El segundo fue el declive de la pequeña tienda de barrio que había albergado el mostrador de golosinas. A medida que los supermercados y las cadenas de farmacias se expandieron por todo Estados Unidos en las décadas de 1960 y 1970, las pequeñas tiendas de comestibles y farmacias independientes que habían sido el hogar de la sección de dulces de un centavo cerraron en oleadas. Los supermercados también vendían dulces, pero los vendían en bolsas preenvasadas en un pasillo de dulces, no pieza por pieza en frascos de vidrio sobre un mostrador de madera. La relación entre el tendero y los niños había desaparecido. El lento ritual de elegir había desaparecido. La bolsa de papel marrón ya no estaba. Los dulces eran los mismos, pero la experiencia fue completamente diferente.

En 1980, la tienda de dulces de un centavo como institución funcional había desaparecido efectivamente. Las pocas que quedaron fueron curiosidades: pequeñas tiendas en ciudades turísticas o distritos históricos que habían conservado el formato como una especie de museo viviente. La institución que había sido una característica central de casi todos los barrios estadounidenses durante tres cuartos de siglo se convirtió, casi de la noche a la mañana, en un recuerdo.

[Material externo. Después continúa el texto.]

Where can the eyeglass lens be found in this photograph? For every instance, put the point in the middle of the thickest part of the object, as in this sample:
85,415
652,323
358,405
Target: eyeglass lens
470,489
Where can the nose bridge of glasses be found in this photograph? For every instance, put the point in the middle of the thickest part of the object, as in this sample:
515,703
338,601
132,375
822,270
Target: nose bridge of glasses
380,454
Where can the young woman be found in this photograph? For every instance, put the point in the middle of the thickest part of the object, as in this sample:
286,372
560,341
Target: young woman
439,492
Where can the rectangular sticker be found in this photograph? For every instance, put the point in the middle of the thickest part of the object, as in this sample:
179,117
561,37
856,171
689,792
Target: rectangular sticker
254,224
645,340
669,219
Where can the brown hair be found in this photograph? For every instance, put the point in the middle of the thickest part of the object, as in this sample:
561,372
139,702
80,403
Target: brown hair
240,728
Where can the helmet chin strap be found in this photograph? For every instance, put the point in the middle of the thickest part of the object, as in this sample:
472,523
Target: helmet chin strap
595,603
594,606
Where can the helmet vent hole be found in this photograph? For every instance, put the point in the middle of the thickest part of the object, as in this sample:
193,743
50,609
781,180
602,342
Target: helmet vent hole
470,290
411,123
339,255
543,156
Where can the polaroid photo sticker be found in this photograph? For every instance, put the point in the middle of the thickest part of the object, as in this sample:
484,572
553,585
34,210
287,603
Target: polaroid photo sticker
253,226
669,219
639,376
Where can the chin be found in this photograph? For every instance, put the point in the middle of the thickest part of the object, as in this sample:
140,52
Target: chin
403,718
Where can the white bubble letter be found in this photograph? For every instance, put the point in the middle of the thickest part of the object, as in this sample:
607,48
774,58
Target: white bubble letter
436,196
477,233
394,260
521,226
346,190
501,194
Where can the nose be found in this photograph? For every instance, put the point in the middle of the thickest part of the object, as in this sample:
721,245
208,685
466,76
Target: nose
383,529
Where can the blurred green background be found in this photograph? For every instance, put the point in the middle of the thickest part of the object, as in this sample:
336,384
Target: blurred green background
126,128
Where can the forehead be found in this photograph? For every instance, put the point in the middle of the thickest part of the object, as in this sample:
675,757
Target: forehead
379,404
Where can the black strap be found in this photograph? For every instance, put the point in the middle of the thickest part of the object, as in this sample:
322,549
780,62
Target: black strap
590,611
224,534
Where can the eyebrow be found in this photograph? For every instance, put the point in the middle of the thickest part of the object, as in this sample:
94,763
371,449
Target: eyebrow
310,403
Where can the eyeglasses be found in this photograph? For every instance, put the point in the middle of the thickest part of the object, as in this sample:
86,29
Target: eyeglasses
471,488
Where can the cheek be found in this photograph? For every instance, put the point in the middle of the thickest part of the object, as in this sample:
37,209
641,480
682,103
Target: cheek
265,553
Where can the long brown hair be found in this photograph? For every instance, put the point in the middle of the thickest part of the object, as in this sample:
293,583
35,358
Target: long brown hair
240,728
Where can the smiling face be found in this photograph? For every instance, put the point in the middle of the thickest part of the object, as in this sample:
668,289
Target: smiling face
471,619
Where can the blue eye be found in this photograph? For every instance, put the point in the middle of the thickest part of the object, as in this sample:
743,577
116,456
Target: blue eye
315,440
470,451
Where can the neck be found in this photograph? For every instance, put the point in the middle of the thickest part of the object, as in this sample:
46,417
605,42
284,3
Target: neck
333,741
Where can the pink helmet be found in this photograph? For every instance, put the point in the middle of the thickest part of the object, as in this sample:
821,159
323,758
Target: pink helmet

Si desea experimentar algo así como una tienda de dulces de un centavo en 2026, existen algunas opciones. Se ha abierto un pequeño número de tiendas de dulces anticuadas en destinos turísticos y pequeñas ciudades históricas, que a menudo venden muchos de los dulces originales (Mary Janes, Bit-O-Honey, Necco Wafers cuando aún se pueden conseguir, barriles de cerveza de raíz, cigarrillos de caramelo, botellas de cera) por pieza o por bolsa pequeña. Estas tiendas no son las mismas que las originales: los dulces cuestan mucho más de un centavo cada uno, los tenderos suelen ser empleados en lugar de propietarios, y los clientes son en su mayoría adultos nostálgicos en lugar de niños del vecindario, pero conservan suficiente experiencia para brindar a los visitantes una pequeña muestra de cómo era la original.

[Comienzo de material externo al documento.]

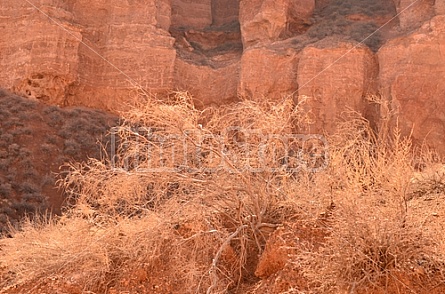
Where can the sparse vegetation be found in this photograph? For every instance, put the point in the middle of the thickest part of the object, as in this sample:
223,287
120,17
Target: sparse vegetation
184,205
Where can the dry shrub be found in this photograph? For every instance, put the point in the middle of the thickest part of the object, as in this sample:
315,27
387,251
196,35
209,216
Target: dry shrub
187,194
191,197
377,237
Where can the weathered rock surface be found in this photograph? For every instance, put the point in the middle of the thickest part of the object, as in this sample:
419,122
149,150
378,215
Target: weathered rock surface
195,14
439,7
265,21
411,78
88,53
413,13
213,85
99,53
268,73
38,58
335,79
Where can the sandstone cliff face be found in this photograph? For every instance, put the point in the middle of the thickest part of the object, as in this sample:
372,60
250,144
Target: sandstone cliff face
335,78
412,69
97,53
88,53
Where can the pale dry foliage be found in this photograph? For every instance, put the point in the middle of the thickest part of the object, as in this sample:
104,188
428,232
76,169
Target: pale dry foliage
200,211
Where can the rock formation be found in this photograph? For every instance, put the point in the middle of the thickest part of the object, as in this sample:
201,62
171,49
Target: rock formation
100,53
335,78
411,78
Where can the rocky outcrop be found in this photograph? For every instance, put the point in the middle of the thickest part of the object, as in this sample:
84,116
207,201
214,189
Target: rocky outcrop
269,73
335,80
439,7
191,14
213,85
411,71
100,53
412,14
86,53
265,21
39,59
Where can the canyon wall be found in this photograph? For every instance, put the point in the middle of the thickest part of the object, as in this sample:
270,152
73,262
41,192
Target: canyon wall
334,54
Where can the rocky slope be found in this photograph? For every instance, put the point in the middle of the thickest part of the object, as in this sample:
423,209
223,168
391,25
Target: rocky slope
96,54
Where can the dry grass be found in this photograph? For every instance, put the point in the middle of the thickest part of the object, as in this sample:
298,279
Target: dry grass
202,217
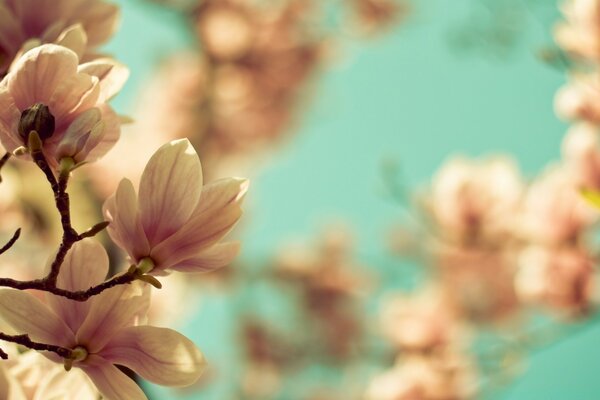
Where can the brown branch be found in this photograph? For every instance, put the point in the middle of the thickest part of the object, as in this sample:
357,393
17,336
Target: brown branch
24,340
46,285
62,202
11,242
3,161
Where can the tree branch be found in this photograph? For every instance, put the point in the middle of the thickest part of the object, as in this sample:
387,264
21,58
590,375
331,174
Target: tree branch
24,340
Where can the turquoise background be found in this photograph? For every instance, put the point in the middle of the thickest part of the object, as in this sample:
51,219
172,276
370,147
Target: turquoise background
411,96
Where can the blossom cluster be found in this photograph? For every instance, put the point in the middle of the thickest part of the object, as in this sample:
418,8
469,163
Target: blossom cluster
55,115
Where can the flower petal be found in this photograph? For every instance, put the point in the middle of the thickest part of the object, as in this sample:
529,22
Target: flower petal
85,265
39,72
74,38
125,225
160,355
216,256
110,382
170,188
111,311
218,210
112,76
28,315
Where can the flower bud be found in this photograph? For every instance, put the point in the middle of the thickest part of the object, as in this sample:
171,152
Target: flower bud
36,118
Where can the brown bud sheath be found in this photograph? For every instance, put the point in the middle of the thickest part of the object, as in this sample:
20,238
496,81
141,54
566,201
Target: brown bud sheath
36,118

Empresas como Vermont Country Store, Old Time Candy y varios minoristas en línea también venden dulces antiguos en surtidos mixtos, a menudo empaquetados en bolsas de papel marrón como un eco deliberado del formato original. Comprar una bolsa de caramelos antiguos de un centavo en uno de estos minoristas y compartirla con un nieto es una de las formas más sencillas de presentarle a la próxima generación caramelos que casi ninguna otra fuente moderna ofrece.

Pero la verdadera tienda de dulces de un centavo, en su forma original de institución de barrio, ya no existe. La economía que lo hizo posible ha cambiado permanentemente, y el ecosistema cultural que lo sustentaba (pequeñas tiendas independientes, niños del vecindario con subsidios, viajes semanales a pie a la esquina) no existe en la vida estadounidense moderna. Lo que queda es el recuerdo, mantenido vivo por las personas que lo vivieron y que pueden describir, con un detalle que ningún historiador puede capturar, lo que se sentía al entrar en una pequeña tienda con una moneda de cinco centavos en la mano y salir quince minutos después con una bolsa de papel marrón llena de los dulces más cuidadosamente elegidos de la infancia. Ese recuerdo es una de las pequeñas, irrepetibles y hermosas cosas que la segunda mitad del siglo XX se llevó consigo al terminar, y que vale la pena contar a tus nietos mientras aún queden personas vivas que recuerden exactamente en qué frasco estaban las botellas de cera y en cuál las gotas de limón.